But great stuff! Glad I could plant the seed of suggestion then!

Happy New Year!

Cheers! - Leah


----------



## bdskelly (Jan 2, 2014)

Leah

Another 5 star meal despite the weather.  Well done! B


----------



## guruatbol (Jan 2, 2014)

That is absolutely awesome looking!  I love swordfish.

I got some Marlin right from the water.  I had a roast that was about 20# and put it in the freezer and used it little by little.  kabobs, steaks, etc.

Um, try adding some apple cider vinegar to your grape seed oil and some onion, garlic, salt and pepper, then the grill or smoker.  If you smoke a piece low and slow with a salt crust or brine, it will be absolutely incredible.  I used to have the fresh yellowtail done that way before shipping it home after a good fishing trip.  I tried some Marlin he had and it was incredible.  Swordfish is very similar.  You have a wonderful fish monger.  I wish we could get good seafood here in Utah.  Albertson's has some every now an then, but not often.

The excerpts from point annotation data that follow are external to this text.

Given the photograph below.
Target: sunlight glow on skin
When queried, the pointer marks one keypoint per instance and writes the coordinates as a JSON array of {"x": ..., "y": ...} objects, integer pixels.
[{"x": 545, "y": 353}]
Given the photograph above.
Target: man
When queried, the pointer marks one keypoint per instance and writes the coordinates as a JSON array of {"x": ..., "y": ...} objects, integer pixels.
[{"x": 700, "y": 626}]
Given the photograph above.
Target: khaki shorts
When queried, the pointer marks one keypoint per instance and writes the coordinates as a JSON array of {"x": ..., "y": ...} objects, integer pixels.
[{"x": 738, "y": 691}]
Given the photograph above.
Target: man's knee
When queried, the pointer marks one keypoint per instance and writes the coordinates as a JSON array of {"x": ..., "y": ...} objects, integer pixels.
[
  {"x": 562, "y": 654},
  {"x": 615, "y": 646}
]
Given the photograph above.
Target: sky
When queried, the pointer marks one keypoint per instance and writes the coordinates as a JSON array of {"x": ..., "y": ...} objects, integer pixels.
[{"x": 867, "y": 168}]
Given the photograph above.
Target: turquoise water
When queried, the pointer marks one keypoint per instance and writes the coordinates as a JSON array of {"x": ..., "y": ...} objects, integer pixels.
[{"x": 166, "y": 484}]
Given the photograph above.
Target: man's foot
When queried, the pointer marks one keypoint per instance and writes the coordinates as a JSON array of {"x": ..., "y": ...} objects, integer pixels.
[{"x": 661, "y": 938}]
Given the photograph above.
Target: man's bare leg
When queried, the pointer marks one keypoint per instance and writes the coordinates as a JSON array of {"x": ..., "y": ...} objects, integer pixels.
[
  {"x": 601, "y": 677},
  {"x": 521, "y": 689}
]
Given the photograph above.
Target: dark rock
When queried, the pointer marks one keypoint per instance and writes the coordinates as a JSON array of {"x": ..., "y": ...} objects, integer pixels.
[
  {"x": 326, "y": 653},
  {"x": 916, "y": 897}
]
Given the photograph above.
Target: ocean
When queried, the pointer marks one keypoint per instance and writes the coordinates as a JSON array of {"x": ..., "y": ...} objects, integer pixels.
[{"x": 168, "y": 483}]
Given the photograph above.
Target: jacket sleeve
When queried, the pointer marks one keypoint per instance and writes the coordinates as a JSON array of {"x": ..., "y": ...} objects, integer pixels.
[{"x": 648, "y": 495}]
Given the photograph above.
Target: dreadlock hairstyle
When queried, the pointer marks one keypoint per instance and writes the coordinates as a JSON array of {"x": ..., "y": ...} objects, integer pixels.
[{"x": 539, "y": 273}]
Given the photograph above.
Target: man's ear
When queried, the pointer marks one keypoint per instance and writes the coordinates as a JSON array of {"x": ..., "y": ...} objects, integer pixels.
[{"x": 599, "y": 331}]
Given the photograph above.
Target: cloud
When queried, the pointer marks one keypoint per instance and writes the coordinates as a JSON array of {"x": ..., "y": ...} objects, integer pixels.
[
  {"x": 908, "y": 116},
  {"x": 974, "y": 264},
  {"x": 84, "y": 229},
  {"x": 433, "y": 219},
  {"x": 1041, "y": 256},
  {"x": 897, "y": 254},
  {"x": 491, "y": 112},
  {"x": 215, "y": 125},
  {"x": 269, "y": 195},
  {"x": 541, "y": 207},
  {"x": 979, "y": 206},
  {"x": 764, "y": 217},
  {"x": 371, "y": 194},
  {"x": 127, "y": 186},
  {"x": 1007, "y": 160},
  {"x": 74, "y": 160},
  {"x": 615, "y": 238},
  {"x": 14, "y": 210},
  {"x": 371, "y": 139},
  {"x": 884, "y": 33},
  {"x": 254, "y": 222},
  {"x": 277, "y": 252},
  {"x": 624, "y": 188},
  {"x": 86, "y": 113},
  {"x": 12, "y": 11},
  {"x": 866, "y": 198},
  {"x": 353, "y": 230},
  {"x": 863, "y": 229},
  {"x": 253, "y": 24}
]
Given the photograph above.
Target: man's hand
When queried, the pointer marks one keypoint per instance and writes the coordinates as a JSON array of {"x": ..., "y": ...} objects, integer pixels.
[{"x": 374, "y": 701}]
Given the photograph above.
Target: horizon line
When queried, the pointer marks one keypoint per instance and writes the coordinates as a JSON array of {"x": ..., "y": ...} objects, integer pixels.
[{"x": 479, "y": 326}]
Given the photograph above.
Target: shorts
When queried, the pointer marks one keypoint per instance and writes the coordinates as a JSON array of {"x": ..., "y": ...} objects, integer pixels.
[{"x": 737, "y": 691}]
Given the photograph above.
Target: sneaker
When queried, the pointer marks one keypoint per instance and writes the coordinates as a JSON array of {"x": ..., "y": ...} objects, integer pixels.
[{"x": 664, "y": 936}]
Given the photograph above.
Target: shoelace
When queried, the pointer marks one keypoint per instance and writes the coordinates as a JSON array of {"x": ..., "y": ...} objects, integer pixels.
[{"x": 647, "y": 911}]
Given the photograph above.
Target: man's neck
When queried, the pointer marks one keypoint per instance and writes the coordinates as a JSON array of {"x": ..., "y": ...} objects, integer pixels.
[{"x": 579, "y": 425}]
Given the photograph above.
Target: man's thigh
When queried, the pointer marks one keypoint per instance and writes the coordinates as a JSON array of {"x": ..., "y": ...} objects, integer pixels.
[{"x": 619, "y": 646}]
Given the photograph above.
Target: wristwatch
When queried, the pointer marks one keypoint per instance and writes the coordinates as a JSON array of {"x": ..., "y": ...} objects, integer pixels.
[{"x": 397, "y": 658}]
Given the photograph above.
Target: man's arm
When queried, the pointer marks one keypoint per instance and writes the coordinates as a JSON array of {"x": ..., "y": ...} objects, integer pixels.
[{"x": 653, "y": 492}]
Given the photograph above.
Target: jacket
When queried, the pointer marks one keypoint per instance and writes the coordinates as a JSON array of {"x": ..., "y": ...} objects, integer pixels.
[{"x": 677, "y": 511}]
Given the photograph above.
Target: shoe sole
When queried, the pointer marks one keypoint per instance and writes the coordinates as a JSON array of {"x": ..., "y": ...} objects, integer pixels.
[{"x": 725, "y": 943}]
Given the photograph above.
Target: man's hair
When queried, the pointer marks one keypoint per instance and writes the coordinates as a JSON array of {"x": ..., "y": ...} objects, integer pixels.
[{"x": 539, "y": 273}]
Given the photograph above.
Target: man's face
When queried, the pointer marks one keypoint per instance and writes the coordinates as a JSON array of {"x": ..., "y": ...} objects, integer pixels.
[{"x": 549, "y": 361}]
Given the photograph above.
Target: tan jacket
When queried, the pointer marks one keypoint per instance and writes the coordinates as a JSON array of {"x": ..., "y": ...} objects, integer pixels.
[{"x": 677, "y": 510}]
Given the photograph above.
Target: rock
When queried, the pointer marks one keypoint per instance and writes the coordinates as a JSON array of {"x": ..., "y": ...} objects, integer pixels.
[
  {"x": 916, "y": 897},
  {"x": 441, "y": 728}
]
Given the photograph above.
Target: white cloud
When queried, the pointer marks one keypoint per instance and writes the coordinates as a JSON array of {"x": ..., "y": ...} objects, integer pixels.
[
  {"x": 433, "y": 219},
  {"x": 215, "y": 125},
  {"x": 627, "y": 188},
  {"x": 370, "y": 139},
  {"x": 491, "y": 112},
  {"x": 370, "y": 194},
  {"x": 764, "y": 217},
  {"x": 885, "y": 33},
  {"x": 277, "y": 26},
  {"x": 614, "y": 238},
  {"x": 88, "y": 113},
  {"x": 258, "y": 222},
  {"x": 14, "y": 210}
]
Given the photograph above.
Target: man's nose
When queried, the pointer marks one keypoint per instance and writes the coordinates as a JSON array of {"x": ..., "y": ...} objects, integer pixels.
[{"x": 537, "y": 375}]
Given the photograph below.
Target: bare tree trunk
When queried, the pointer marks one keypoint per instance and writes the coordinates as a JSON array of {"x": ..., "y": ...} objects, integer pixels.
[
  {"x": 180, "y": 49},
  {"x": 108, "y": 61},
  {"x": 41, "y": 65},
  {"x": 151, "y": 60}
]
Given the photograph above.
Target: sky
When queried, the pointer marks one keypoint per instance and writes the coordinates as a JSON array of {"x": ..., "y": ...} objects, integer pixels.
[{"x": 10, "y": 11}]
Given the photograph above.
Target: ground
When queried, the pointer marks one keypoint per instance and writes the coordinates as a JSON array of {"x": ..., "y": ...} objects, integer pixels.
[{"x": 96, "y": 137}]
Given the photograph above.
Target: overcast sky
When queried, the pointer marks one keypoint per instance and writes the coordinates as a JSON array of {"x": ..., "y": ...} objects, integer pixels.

Here's a good one for you.  Get some yellowtail fillets with the skin on.  Bonito or other tuna should work as well, but yellowtail is the best.  Pat them dry.  Season heavily with onion, garlic, salt (lightly) pepper, and chili powder.  Let sit while you make the rest.  In a sauce pan melt a cube of butter (not margarine), squeeze one lemon, lime, orange and put the rinds, seeds, and all in the pan.  Slice an onion and put the slices in the pan, minced garlic is called for as well.  Add to taste.  Add the same seasonings that were applied to the fish in the pan.  Simmer until the onions are translucent.  From the time you left the fish to sit with seasonings on it until you are done with the basting sauce should be about 1/2 hour.  Place the fish on the grill skin side down on a medium high heat.  Here is the hard part.  Stand there and brush the entire contents of the sauce pan over the fish as it cooks.  the citrus rinds can be discarded before basting.  When you are done with the sauce and the fish is done, (do not turn the fish) serve with avocado, cucumber, radish slices, steamed corn tortillas and black beans seasoned with chili powder, onion and garlic and maybe some spanish rice.  It is not as healthy as your posted swordfish, but so tasty!  A guilty pleasure of fish!  I serve it whole and use pieces of the tortilla to rip out fish for little fish tacos.  Oh, I forgot the shredded cabbage.  Now if I could just find some fresh skin on yellowtail.

Oh, don't eat the dark meat if you don't like real strong fish flavor.

I have eaten way too much today and am hungry just reading your posts!  Your food looks so great!!!!

Mel


----------



## moikel (Jan 2, 2014)

We have swordfish in common ,its a great fish,any way you cook it. I like it Sicilian with basil,capers,garlic,cherry tomatoes. 

Yours looks great as usual.

I am just sticking this photo in here to save reposting over in Wino;s .

This a great winery,made great wines for many years.Western Victoria but source grapes from other Victorian regions.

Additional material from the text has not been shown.